Councillor McIlwrath said there was a need for “that type of facility” in the borough council area.

He stated: “We have the visitor attractions and day trippers, it’s just getting them to stay.”

At the “other end of the spectrum”, Councillor McIlwrath said more must be done in terms of “providing the best facilities possible for motorhomes”.

He said he had been lobbied by owners who were looking facilities where they could “pull in at night at parks”.

The councillor – who went so far as describing Loughgall Country Park as “ideal” for such a site – added: “The country seems to be coming down with motorhomes at the minute.”

Sinn Fein Councillor Garath Keating was in agreement in terms of more facilities.

As a caravan owner, he said “getting anywhere, particularly this year, is difficult, but even in previous years”.

He added: “There is such a demand out there for staycation type things and for glamping pods and for that sort of spectrum of accommodation for driving footfall, getting people into the borough.

“I was wondering is it possible for us to develop more of a comprehensive investment strategy around that, in trying to attract that type of tourism?”

Councillor Keating also enquired if there was a way in terms of “charging non-ratepayers in this borough a higher price for those type of facilities”.

He described facilities such as those at Gosford Forest Park and Kinnego Marina as being “very, very attractively priced” and added: “I think there’s an opportunity there for people who are coming into the borough from outside that we could probably increase the price point in some of those accommodation places to make them perform a little bit better, but at the same time obviously not double-taxing our own citizens who use them.”

Head of tourism Brian Johnston said that price points was something they were looking at in terms of the current financial situation across the board.

“We need to look at making things more commercially sustainable,” he agreed, and said the issue of “lower prices for local people” was something that they could take note of and follow up.

Mr Johnston also accepted that councillors will have in the past been “underwhelmed with our success to date in terms of getting new hotels in”.

But he accepted: “It is something we have to do and particularly if our Game of Thrones progresses it’s imperative we get some more accommodation, particularly around the Banbridge area.

“If we don’t the income will be generated from places like Belfast and Dublin.

“We still need the private sector to make the investment.

“There is still a couple of companies looking to invest and we were in contact with one recently.
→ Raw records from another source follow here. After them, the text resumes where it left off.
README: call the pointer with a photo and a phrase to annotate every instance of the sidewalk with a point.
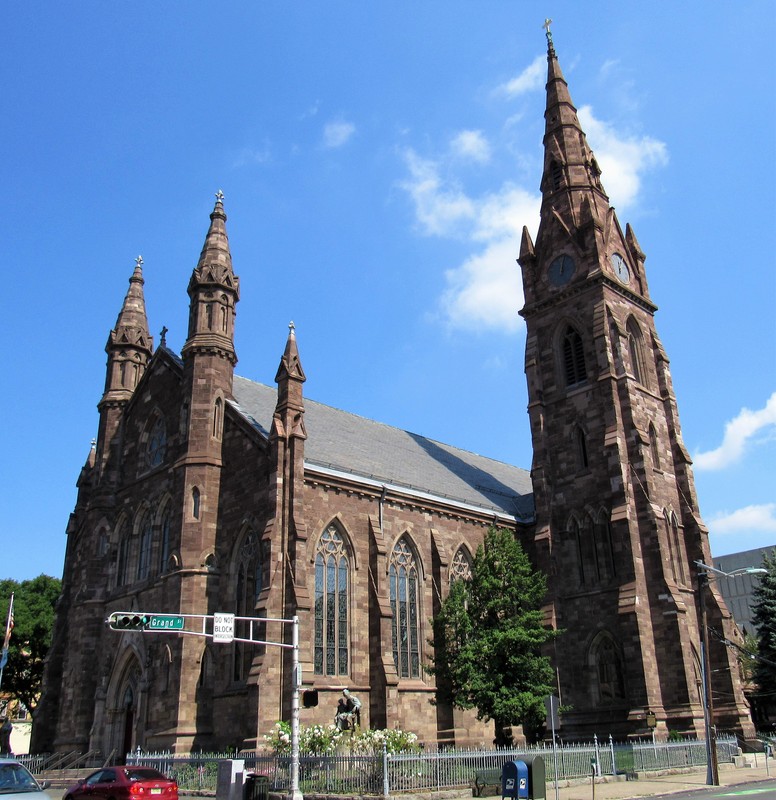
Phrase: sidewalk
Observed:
(608, 788)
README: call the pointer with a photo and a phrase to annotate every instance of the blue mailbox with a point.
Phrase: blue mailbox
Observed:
(514, 779)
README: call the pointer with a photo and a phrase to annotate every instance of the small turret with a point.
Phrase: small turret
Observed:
(129, 349)
(214, 291)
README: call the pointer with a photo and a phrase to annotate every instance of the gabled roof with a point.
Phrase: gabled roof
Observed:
(364, 449)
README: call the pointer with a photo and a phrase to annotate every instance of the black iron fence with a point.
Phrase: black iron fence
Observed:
(430, 770)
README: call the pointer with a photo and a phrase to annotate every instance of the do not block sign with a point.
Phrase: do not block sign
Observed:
(223, 628)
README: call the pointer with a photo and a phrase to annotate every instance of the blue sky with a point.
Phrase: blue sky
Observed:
(378, 161)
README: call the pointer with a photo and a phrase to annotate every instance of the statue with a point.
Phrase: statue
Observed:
(5, 738)
(348, 716)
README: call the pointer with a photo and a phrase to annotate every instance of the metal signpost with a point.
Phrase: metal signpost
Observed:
(705, 573)
(220, 628)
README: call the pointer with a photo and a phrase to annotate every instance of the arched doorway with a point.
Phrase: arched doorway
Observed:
(128, 704)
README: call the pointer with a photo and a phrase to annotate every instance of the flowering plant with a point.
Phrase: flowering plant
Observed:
(315, 739)
(327, 739)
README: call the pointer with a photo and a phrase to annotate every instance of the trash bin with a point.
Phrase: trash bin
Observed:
(255, 787)
(537, 780)
(514, 780)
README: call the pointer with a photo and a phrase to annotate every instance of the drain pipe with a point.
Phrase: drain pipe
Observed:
(380, 507)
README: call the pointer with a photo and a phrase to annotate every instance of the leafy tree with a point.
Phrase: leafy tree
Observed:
(33, 611)
(764, 618)
(488, 639)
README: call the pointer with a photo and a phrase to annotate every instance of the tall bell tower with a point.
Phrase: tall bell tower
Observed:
(618, 527)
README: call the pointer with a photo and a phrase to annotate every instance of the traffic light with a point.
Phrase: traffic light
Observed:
(129, 620)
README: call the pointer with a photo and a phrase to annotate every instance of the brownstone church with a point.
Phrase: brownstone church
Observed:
(207, 492)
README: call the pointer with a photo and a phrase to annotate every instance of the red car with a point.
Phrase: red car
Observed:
(124, 783)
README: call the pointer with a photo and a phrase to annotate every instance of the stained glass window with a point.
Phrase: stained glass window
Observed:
(144, 552)
(331, 637)
(461, 568)
(403, 586)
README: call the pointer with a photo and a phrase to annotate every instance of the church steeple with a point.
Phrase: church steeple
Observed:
(130, 344)
(617, 523)
(129, 349)
(571, 175)
(214, 291)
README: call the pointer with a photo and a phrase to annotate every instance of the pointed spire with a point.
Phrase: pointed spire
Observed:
(132, 322)
(130, 344)
(289, 411)
(215, 254)
(570, 169)
(214, 290)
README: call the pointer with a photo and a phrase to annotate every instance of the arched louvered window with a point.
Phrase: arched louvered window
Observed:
(331, 647)
(604, 553)
(404, 587)
(582, 448)
(144, 550)
(609, 672)
(156, 448)
(576, 542)
(247, 591)
(122, 558)
(218, 417)
(573, 358)
(636, 350)
(461, 566)
(195, 503)
(653, 447)
(164, 540)
(556, 174)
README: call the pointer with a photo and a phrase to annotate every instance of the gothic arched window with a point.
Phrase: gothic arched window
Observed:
(218, 417)
(157, 443)
(576, 542)
(556, 174)
(122, 558)
(164, 540)
(607, 662)
(653, 447)
(582, 448)
(195, 503)
(636, 350)
(331, 644)
(405, 633)
(573, 358)
(461, 567)
(602, 535)
(144, 550)
(247, 591)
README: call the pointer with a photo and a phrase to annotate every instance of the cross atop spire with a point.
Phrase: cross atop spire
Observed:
(548, 33)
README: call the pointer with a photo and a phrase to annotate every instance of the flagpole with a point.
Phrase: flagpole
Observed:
(6, 641)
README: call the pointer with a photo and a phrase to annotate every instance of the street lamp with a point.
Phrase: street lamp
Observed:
(704, 572)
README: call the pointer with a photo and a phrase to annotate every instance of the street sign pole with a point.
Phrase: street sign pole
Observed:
(296, 681)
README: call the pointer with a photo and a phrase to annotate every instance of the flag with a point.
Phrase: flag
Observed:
(7, 640)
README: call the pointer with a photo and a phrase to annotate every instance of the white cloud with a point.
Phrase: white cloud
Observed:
(738, 433)
(336, 134)
(471, 145)
(622, 159)
(485, 291)
(440, 211)
(751, 519)
(531, 78)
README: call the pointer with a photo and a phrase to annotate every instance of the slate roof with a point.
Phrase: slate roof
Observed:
(362, 448)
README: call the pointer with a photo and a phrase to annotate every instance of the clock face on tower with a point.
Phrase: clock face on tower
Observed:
(561, 269)
(620, 268)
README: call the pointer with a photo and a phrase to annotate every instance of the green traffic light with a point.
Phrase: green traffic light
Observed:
(122, 621)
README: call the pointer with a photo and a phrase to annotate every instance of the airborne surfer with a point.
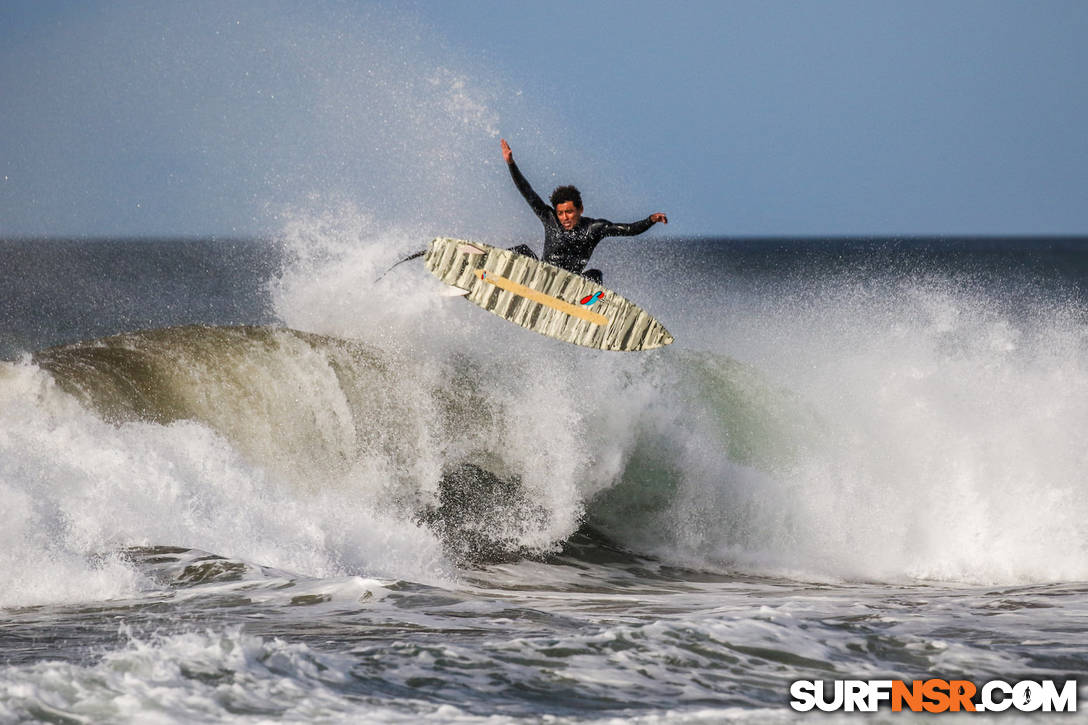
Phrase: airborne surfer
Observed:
(569, 237)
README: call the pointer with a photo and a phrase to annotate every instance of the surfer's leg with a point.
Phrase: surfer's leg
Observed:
(523, 249)
(594, 274)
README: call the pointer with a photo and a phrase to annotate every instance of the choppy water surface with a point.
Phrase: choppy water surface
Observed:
(350, 501)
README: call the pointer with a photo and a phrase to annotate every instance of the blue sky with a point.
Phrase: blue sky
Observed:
(767, 118)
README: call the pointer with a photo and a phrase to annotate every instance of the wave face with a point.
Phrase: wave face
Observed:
(911, 427)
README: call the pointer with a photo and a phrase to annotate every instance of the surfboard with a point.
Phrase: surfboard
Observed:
(543, 297)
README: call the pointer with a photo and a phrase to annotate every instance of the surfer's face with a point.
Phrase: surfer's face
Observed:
(568, 213)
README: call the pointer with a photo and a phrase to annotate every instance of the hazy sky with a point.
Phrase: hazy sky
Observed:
(733, 118)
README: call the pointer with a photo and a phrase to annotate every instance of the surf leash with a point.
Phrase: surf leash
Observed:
(408, 258)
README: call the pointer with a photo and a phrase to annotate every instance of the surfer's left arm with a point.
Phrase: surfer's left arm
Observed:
(632, 229)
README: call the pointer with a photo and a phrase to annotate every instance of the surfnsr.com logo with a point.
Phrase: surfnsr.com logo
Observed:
(932, 696)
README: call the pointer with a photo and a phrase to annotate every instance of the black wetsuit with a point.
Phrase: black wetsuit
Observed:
(571, 248)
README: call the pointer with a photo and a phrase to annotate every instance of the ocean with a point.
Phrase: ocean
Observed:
(240, 481)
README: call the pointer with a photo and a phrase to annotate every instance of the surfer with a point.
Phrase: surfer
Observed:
(569, 237)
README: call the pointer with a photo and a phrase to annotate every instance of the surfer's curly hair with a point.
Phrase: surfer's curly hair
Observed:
(563, 194)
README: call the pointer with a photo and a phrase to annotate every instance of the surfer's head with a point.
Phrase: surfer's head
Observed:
(567, 201)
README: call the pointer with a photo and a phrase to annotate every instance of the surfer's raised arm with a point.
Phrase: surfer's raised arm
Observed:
(532, 197)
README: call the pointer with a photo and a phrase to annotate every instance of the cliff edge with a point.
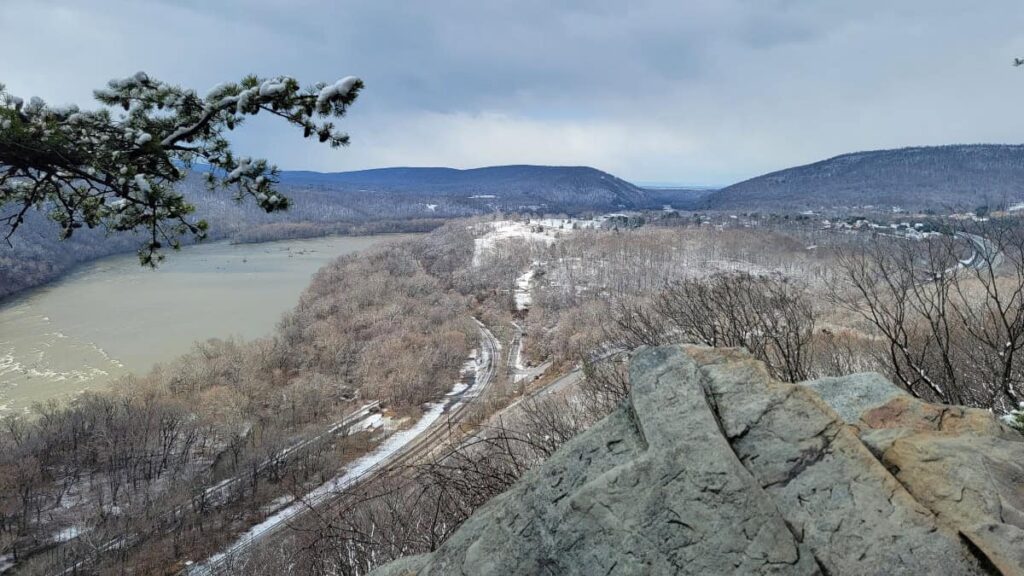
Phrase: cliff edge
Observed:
(713, 467)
People are still a bit tentative but we haven’t yet dropped that ball.

“We know we need to go forward and if we’re going to grow as a destination we need to grow that sector.”

However, in terms of performance of that said sector at present, Mr Johnston said it clearly had been badly hit by Covid-19.

He pointed out that “some of the hotels are still struggling to get back on their feet”, but he believed that “that market will re-emerge”.

During the course of the meeting he also took time to praise the work which had been done by the Seagoe Hotel in Portadown and the Belmont Hotel in Banbridge to achieve four-star status.

And he promised that the council would work with those who are “finding it tough” to “help get them back on their feet as much as we can help”.

On the issue of motorhomes, he said there has been “a huge lobby in terms of infrastructure”, going on to explain that “places like Ards and North Down have put a lot of the infrastructure in place to cater for that type of market”.

“It is something we can pick up and have a look at,” said Mr Johnston.

In terms of the point on wider investment, he added: “The world is changing and the markets are changing and the way people consume is changing, so we do need to be responsive to that.”

He said that could be looking at more caravan accommodation or temporary installations, for instance, while at Gosford he pointed to plans for “accommodation pods”.

Mr Johnston suggested that he bring back a report “in the next three or four months in terms of the wider accommodation piece”.